SSL¶
Python 2.6 introduced the ssl module, and RPyC can now integrate with it.
If you wish to use ssl on versions earlier than Python 2.6, see the
ssl-wrapper.
Using external tools, you can generate client and server certificates, and a certificate authority. After going through this setup stage, you can easily establish an SSL-enabled connection.
Server side:
from rpyc.utils.authenticators import SSLAuthenticator
from rpyc.utils.server import ThreadedServer
# ...
authenticator = SSLAuthenticator("myserver.key", "myserver.cert")
server = ThreadedServer(SlaveService, port = 12345, authenticator = authenticator)
server.start()
Client side:
import rpyc
conn = rpyc.ssl_connect("hostname", port = 12345, keyfile="client.key",
certfile="client.cert")
For more info, see the documentation of ssl module.
SSH Tunneling¶
SSL is a bit too complicated: you must generate certificates for each client and server,
sign them, manage the CA chains, etc. It’s usually an overkill for the normal use-case of RPyC.
Instead, SSH offers a much easier approach.
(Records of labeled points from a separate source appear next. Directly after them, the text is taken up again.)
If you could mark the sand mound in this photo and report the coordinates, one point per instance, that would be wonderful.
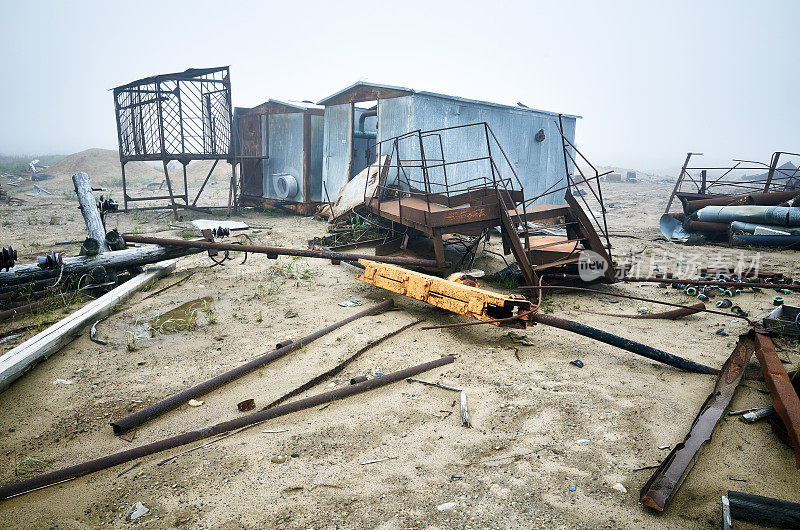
(103, 168)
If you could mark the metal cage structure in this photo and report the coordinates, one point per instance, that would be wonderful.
(182, 116)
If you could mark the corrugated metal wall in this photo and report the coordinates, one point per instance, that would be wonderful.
(337, 149)
(537, 164)
(317, 147)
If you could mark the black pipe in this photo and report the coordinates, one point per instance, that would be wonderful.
(623, 343)
(764, 511)
(54, 477)
(274, 252)
(137, 418)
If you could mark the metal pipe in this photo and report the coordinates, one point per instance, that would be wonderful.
(767, 241)
(764, 285)
(623, 343)
(674, 313)
(278, 251)
(106, 462)
(771, 215)
(21, 310)
(749, 228)
(691, 225)
(137, 418)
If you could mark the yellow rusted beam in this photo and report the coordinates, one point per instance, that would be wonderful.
(455, 297)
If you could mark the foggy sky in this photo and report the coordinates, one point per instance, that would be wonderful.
(651, 80)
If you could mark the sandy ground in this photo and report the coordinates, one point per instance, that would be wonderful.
(529, 406)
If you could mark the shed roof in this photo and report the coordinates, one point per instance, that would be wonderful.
(364, 91)
(277, 106)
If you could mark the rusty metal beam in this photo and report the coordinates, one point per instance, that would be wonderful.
(784, 397)
(62, 475)
(675, 468)
(445, 294)
(274, 252)
(137, 418)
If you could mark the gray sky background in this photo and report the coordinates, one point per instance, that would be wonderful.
(651, 80)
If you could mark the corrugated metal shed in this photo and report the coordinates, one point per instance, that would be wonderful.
(290, 134)
(539, 164)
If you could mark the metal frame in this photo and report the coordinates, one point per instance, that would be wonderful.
(182, 116)
(494, 199)
(702, 186)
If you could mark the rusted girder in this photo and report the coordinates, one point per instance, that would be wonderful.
(784, 398)
(673, 470)
(62, 475)
(274, 252)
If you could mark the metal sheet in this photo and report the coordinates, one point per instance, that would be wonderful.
(317, 147)
(539, 165)
(337, 149)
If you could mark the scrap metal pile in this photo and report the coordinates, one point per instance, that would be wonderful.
(746, 210)
(398, 274)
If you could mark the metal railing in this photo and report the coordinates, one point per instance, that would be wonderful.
(409, 170)
(714, 181)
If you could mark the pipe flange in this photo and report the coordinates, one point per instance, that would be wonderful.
(7, 258)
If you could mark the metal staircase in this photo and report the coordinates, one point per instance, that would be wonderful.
(417, 192)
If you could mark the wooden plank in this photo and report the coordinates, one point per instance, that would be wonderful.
(454, 216)
(88, 206)
(130, 257)
(39, 347)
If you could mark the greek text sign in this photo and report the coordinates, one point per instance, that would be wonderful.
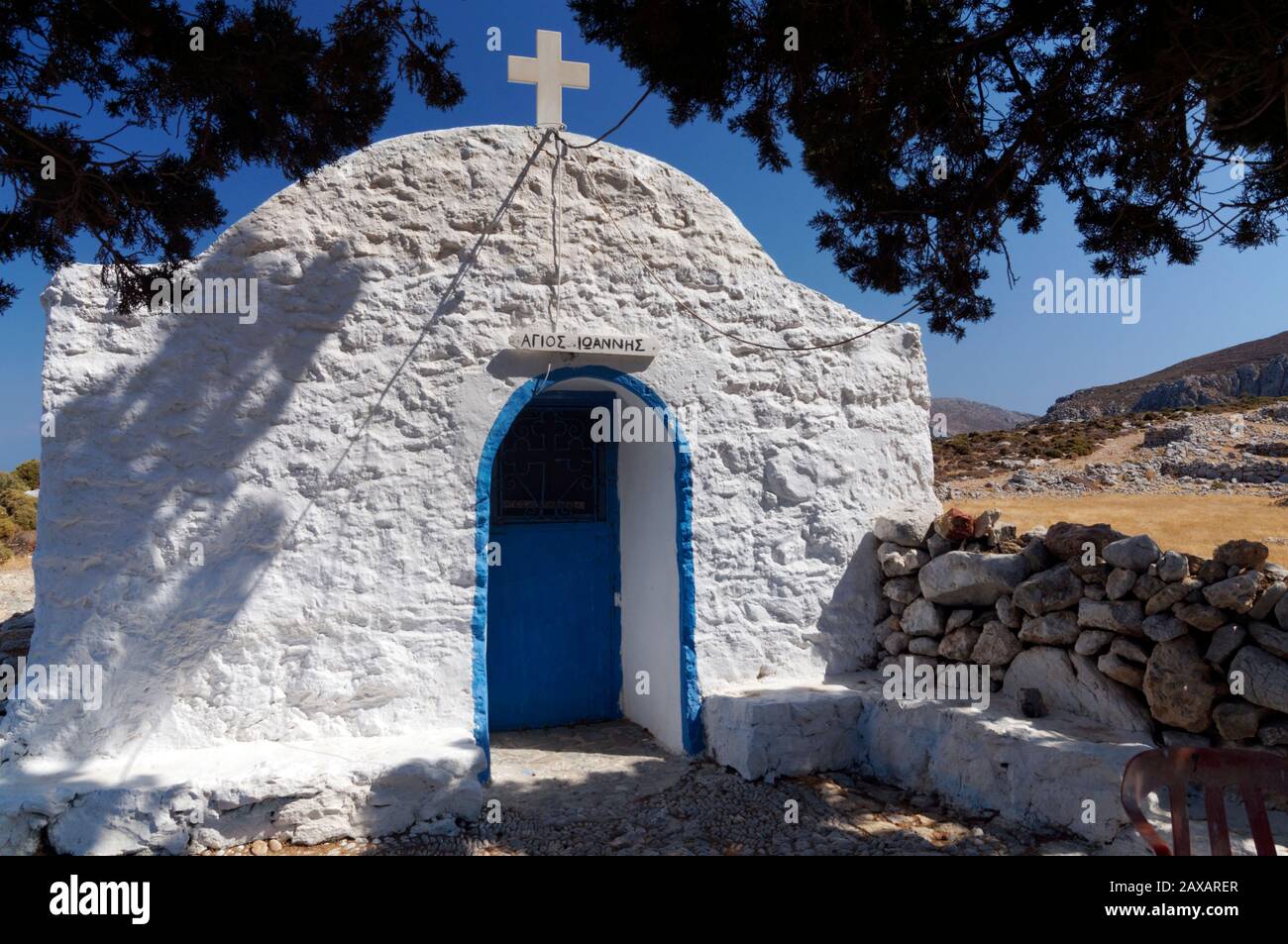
(570, 343)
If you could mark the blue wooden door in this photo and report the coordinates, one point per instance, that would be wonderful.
(553, 626)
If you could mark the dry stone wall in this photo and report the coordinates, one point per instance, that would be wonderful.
(1086, 621)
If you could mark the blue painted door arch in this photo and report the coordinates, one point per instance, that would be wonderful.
(554, 630)
(691, 698)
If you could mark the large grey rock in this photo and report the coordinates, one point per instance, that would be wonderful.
(885, 627)
(1146, 586)
(906, 526)
(1051, 629)
(1241, 554)
(923, 646)
(1237, 720)
(1037, 557)
(1265, 678)
(1170, 595)
(1132, 553)
(1235, 594)
(1073, 685)
(1269, 599)
(1009, 613)
(1274, 733)
(1163, 627)
(1120, 582)
(1201, 616)
(902, 588)
(1274, 642)
(1172, 567)
(1065, 540)
(1094, 642)
(898, 561)
(1128, 649)
(1225, 643)
(958, 644)
(1121, 670)
(1119, 616)
(997, 646)
(967, 578)
(1048, 590)
(896, 643)
(922, 618)
(1179, 685)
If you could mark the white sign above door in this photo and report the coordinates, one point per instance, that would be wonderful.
(574, 343)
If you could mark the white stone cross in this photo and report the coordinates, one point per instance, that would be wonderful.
(552, 75)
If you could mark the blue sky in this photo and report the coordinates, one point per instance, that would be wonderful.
(1020, 360)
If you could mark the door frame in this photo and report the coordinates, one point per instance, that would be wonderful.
(691, 698)
(557, 399)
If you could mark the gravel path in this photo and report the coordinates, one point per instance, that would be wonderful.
(608, 788)
(17, 587)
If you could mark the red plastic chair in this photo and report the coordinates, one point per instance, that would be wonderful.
(1215, 771)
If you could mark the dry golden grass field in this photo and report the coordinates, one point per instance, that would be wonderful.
(1188, 523)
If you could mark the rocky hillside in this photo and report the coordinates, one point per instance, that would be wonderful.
(971, 416)
(1256, 368)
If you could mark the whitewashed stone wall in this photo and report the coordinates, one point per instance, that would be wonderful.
(335, 500)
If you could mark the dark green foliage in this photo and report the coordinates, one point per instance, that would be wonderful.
(1010, 98)
(973, 454)
(30, 472)
(17, 507)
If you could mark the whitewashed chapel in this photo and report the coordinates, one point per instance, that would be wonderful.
(323, 548)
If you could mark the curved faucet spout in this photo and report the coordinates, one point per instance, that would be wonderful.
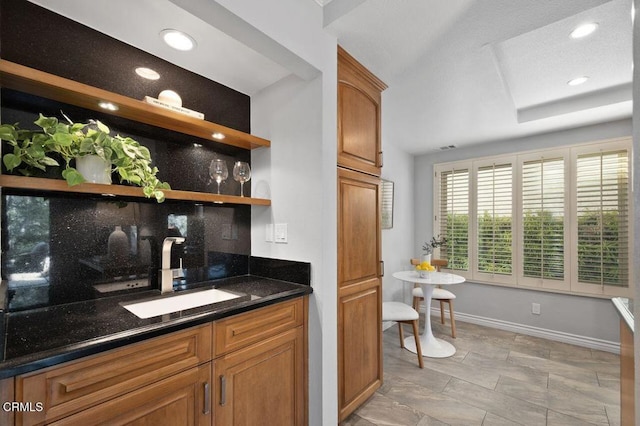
(166, 273)
(166, 250)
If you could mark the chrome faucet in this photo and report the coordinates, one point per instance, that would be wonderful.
(166, 273)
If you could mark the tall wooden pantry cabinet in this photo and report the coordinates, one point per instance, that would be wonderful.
(359, 250)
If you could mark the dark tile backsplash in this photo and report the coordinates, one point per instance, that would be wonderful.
(56, 248)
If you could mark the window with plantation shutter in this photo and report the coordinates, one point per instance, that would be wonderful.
(602, 222)
(557, 219)
(494, 219)
(453, 217)
(543, 219)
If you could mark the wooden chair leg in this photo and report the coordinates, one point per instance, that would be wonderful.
(418, 347)
(401, 332)
(453, 320)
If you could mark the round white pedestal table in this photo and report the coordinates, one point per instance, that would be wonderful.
(431, 347)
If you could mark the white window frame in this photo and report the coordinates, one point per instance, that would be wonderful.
(569, 284)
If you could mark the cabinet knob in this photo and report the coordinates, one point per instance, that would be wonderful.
(223, 390)
(207, 398)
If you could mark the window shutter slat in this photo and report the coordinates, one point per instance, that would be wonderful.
(543, 207)
(602, 208)
(454, 218)
(494, 219)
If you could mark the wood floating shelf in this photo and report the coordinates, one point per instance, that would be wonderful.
(29, 80)
(59, 185)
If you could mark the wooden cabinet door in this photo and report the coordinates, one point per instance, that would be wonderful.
(178, 400)
(69, 388)
(359, 100)
(262, 384)
(359, 290)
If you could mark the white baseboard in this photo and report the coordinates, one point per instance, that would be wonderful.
(558, 336)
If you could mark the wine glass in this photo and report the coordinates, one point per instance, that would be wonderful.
(242, 174)
(218, 171)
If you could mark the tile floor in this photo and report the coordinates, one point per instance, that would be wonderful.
(495, 378)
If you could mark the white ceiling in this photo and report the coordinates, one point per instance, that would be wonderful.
(459, 72)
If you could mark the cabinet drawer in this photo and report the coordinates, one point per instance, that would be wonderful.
(81, 384)
(177, 400)
(244, 329)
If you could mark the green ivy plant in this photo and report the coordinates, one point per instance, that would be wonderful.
(33, 149)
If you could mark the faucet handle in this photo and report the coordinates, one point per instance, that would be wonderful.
(178, 273)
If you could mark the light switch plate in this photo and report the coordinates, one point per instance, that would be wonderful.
(281, 233)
Conceptually, SSH is similar to SSL, but requires
considerably less setup: once two machines are acquainted, you can easily set the trust-relations
between them using the authorized_keys and known_hosts configuration files. You can
also use interactive password authentication, in case it’s desired.
SSH is first-and-foremost a shell-protocol, but it includes tunneling support. This means you can route “unaware” connections over a tunnel, and get encryption and authentication for free. Setting up tunnels is not at all complicated, but in order to make life even easier, RPyC comes bundled with SSH-tunneling support (of course you’ll need an SSH client installed and configured, in order to use it).
Usage¶
In order to use the built-in SSH tunneling support, you’ll first have to start a server on you
host, binding the server to the localhost on some port, say 12345. Binding the server to
the localhost means that the server cannot accept external connections – which is crucial
for our security scheme.
Next, from your client machine, you’ll create an SshContext.
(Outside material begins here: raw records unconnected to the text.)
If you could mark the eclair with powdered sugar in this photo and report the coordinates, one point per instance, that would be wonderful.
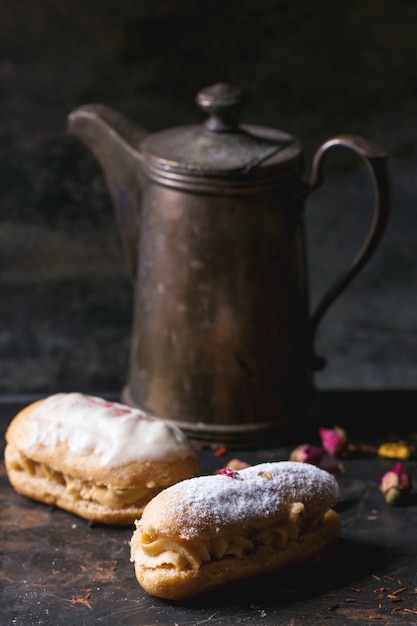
(210, 531)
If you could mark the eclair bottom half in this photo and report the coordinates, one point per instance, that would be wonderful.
(162, 575)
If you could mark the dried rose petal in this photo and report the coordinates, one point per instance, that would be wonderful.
(237, 464)
(395, 483)
(333, 439)
(307, 454)
(395, 450)
(231, 473)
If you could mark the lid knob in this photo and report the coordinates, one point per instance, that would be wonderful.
(221, 102)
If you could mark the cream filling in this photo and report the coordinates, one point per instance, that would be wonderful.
(163, 552)
(106, 495)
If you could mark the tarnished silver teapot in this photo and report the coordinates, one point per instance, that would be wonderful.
(211, 219)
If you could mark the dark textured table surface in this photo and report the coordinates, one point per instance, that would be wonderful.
(57, 569)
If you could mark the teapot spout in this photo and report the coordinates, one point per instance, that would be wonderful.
(114, 141)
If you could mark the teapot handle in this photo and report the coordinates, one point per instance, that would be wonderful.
(375, 159)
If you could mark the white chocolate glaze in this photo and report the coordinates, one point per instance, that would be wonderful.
(92, 425)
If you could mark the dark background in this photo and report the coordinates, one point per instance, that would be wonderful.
(313, 69)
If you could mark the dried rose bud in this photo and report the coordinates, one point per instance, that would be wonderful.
(333, 439)
(395, 484)
(307, 454)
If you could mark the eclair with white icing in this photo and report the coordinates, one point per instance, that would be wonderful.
(209, 531)
(101, 460)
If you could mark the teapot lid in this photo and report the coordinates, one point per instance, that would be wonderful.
(221, 152)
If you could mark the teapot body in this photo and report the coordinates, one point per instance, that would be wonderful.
(211, 220)
(221, 312)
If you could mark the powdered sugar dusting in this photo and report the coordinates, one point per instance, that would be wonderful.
(256, 492)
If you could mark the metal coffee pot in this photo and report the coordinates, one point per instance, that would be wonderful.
(211, 219)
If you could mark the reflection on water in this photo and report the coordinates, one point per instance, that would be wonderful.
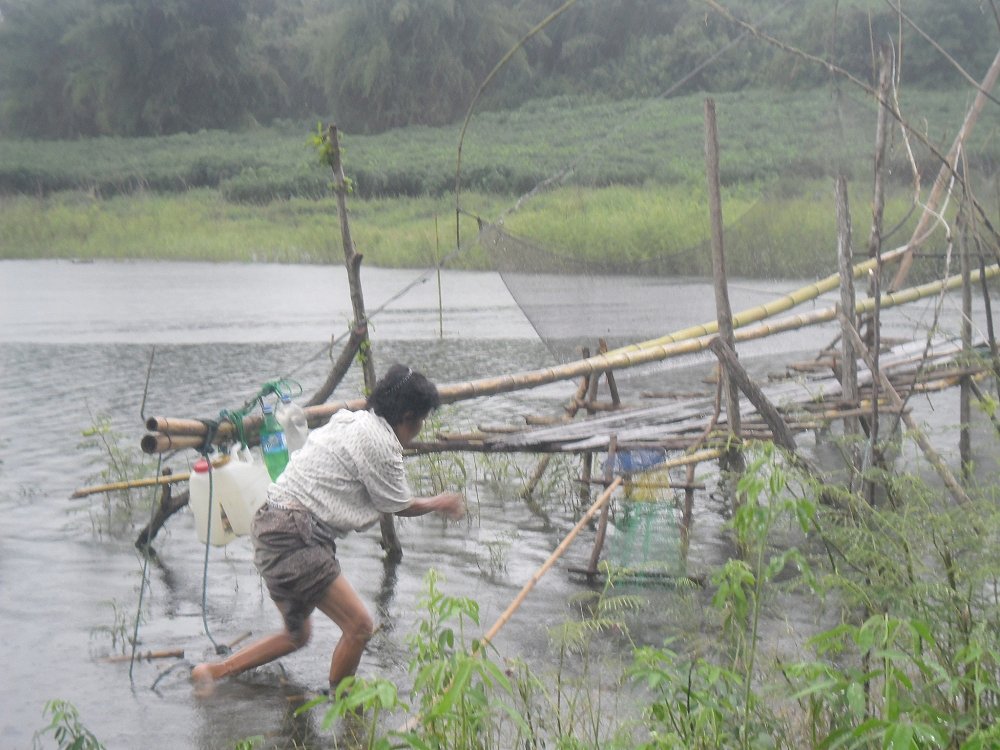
(76, 344)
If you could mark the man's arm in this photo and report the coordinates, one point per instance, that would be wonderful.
(451, 504)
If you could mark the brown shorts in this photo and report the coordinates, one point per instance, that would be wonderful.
(296, 555)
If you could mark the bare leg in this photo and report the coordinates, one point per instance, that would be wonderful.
(260, 652)
(343, 605)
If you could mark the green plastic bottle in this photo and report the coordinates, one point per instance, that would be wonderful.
(272, 443)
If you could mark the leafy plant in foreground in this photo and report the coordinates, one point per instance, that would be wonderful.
(66, 728)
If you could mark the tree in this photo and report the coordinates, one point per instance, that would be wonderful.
(35, 65)
(400, 62)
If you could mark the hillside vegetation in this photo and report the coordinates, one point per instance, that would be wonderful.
(84, 68)
(635, 190)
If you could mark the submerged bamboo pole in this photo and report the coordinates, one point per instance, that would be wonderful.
(930, 216)
(848, 302)
(602, 524)
(723, 309)
(352, 261)
(631, 357)
(933, 457)
(965, 387)
(518, 600)
(162, 440)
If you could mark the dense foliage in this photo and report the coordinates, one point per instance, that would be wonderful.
(71, 68)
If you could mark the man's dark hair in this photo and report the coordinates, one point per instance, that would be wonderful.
(403, 391)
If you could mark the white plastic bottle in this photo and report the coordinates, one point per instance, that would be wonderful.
(292, 419)
(206, 505)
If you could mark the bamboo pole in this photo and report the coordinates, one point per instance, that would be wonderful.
(340, 367)
(624, 358)
(602, 524)
(174, 653)
(990, 334)
(723, 309)
(933, 457)
(352, 258)
(772, 417)
(848, 365)
(518, 600)
(164, 479)
(924, 224)
(965, 387)
(615, 359)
The context object holds all the information required to establish an SSH connection from your
client machine to the host machine – host name, port, user name, keyfile, SSH program, etc.
If the two machines are “acquainted” and your ssh/config is set up accordingly, the context
can be pretty much empty, as all the required information already exists. If not, you’ll need
to include this information programmatically, like so:
from rpyc.utils.ssh import SshContext
sshctx = SshContext("myserver", user = "foo", keyfile = r"/path/to/my/keyfile")
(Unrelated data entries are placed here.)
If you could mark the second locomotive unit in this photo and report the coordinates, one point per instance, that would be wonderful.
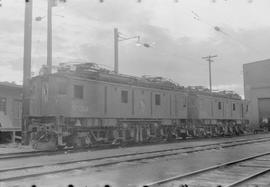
(88, 106)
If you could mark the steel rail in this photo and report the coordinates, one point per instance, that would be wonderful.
(241, 181)
(28, 154)
(89, 166)
(190, 174)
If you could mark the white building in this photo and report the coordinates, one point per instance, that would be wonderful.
(257, 89)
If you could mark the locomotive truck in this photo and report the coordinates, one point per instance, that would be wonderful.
(83, 105)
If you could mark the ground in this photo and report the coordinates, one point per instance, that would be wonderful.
(131, 174)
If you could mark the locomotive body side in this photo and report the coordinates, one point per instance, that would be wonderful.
(133, 112)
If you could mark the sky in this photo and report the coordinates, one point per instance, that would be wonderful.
(180, 34)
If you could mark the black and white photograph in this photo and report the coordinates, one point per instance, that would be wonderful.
(134, 93)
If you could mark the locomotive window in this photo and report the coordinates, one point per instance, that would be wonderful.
(219, 105)
(157, 99)
(78, 91)
(3, 105)
(124, 96)
(62, 88)
(233, 106)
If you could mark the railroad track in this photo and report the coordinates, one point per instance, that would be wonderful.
(28, 154)
(228, 174)
(18, 173)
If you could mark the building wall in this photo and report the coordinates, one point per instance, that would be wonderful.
(256, 85)
(11, 107)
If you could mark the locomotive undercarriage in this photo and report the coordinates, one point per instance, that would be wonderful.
(59, 132)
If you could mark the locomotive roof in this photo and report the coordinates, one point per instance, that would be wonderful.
(93, 72)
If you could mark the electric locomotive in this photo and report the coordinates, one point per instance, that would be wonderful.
(84, 105)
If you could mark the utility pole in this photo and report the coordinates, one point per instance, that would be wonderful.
(49, 36)
(209, 59)
(26, 68)
(116, 39)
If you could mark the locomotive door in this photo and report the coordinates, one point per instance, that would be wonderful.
(264, 109)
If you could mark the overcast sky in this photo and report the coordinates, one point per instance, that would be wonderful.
(181, 34)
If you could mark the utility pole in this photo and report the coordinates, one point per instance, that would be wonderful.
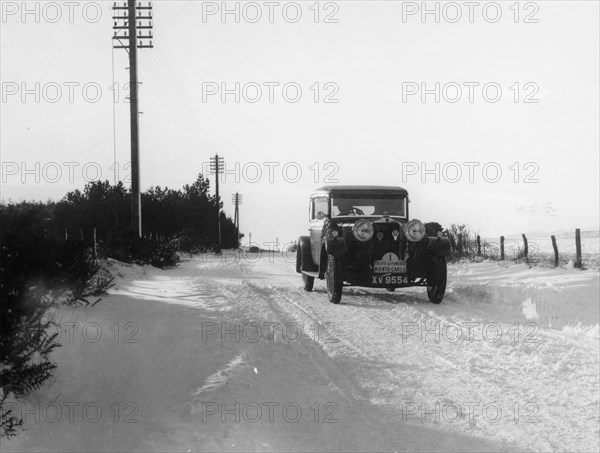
(216, 165)
(237, 201)
(130, 23)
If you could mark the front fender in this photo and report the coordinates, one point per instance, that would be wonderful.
(439, 246)
(336, 246)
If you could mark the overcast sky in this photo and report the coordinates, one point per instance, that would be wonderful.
(364, 63)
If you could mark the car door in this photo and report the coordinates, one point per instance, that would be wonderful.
(319, 209)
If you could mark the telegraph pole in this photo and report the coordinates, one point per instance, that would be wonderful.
(131, 25)
(217, 164)
(237, 201)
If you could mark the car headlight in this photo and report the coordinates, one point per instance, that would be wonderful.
(363, 230)
(414, 230)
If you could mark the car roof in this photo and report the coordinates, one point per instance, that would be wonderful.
(362, 190)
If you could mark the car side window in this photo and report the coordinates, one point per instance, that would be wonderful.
(319, 205)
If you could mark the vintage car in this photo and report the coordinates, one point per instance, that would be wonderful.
(362, 236)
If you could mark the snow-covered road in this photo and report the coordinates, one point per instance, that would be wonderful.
(226, 354)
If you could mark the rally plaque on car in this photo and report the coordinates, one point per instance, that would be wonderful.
(390, 263)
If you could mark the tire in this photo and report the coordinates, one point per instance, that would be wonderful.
(335, 282)
(309, 282)
(436, 281)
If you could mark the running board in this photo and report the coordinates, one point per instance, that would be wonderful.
(311, 274)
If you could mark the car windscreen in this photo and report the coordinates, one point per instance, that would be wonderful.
(372, 205)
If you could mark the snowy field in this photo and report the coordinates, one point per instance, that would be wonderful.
(540, 247)
(229, 355)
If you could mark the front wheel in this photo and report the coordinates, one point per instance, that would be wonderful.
(335, 281)
(436, 281)
(308, 281)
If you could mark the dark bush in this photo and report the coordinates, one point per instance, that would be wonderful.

And then, establishing a connection over SSH is a one-liner:
conn = rpyc.ssh_connect(sshctx, 12345)
When establishing the connection, RPyC will first set up an SSH tunnel from your client
machine to the host machine, using the credentials given by the SshContext, and then use
this tunnel to create the actual RPyC connection.
The tunneled-connection consists of three parts:
- A socket from port X on the client machine (the RPyC client) to port Y on the client machine (first side of the tunnel)
- A socket from port Y on the client machine (the first side of the tunnel) to port Z on the server machine (second side of the tunnel) – this is the encrypted connection.
- A socket from port Z on the server machine (the second side of the tunnel) to port W on the server machine (the RPyC server itself)
And RPyC makes the necessary arrangements to hide these details from you.